El documento elaborado por la Dirección General de Fondos Comunitarios del Ministerio de Economía y Hacienda es sólo una versión preliminar, pero tiene una orientación decidida. Las partidas dedicadas a la cohesión únicamente pueden pagar actuaciones en dos ejes -infraestructuras y conservación medioambiental-, y, dentro de ellos, el Ejecutivo ha desestimado hacer carreteras para potenciar el ferrocarril y el transporte marítimo. El texto no contempla ni una sola autopista. Sin embargo, los presidentes del Gobierno y el Principado, José Luis Rodríguez Zapatero y Vicente Álvarez Areces, habían anunciado en febrero del año pasado que la prolongación hasta territorio leonés de la autovía de Oviedo a La Espina recibiría aportaciones de cohesión.
El programa es parco en cifras y abundante en objetivos. Las menciones a El Musel eluden los compromisos presupuestarios, pero admiten que «la magnitud y complejidad técnica» de la ampliación en marcha «previsiblemente» causarán modificaciones «e incluso incrementos de alcance» en las cifras. Además, los redactores del programa apuntan que será necesario tener en cuenta los impactos de los nuevos muelles y las explanadas ganadas al mar, que incrementarán el tráfico de mercancías y permitirán la entrada de buques de mayor porte.

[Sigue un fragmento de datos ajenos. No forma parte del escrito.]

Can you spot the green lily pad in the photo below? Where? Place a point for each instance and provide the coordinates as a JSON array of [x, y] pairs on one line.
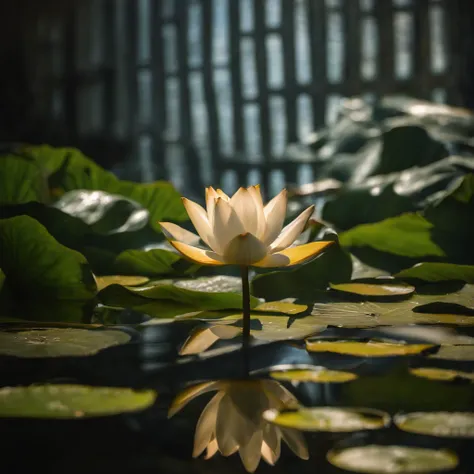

El problema se planteará a la hora de almacenar las cargas. Entre Gijón y Avilés, los puertos asturianos movieron en 2005 casi 27 millones de toneladas de graneles sólidos, esenciales para el funcionamiento de las industrias de la región y de largo la principal fuente de actividad portuaria. Pero las instalaciones se encuentran «cercanas a alcanzar su nivel de saturación» y necesitan reformas. Además, el Gobierno reconoce que será necesario mejorar los accesos por ferrocarril y carretera de los dos puertos.
Calidad del agua
Más detalladas son las consideraciones sobre las carencias en los sistemas de depuración y saneamiento. La Administración central ha puesto en marcha un Plan Nacional de Calidad de las Aguas para coordinar los esfuerzos de las comunidades autónomas y asegurar que se adaptan a las exigencias técnicas y medioambientales de la legislación europea. Los fondos subvencionarán el 85% de cuatro proyectos en Asturias: el colector Norte de Oviedo, en el río Nora (que recibirá 21,3 millones), la estación depuradora de aguas residuales Gijón Este (32,3 millones), el colector de la margen derecha de la ría de Avilés (23,4 millones) y la depuradora de Caldas y el remate del saneamiento del río Nalón en Oviedo (21,6 millones). La Confederación Hidrográfica del Norte ejecutará las tres primeras actuaciones, mientras que la última quedará en manos de la Dirección General del Agua.
La variante de Pajares y el avance del AVE hacia Asturias también aparecen entre las actuaciones prioritarias hasta 2013, pero de nuevo sin alusión ninguna al presupuesto. El Gobierno prevé obras en la caja de las vías e inversiones en los equipamientos de la línea en los tramos de Madrid a Valladolid y en la entrada de la línea en el Principado desde La Robla, en León, a Pola de Lena. En el conjunto de España, se repartirán 3.400 millones, de acuerdo con el pacto alcanzado en la cumbre de Lisboa de 2005.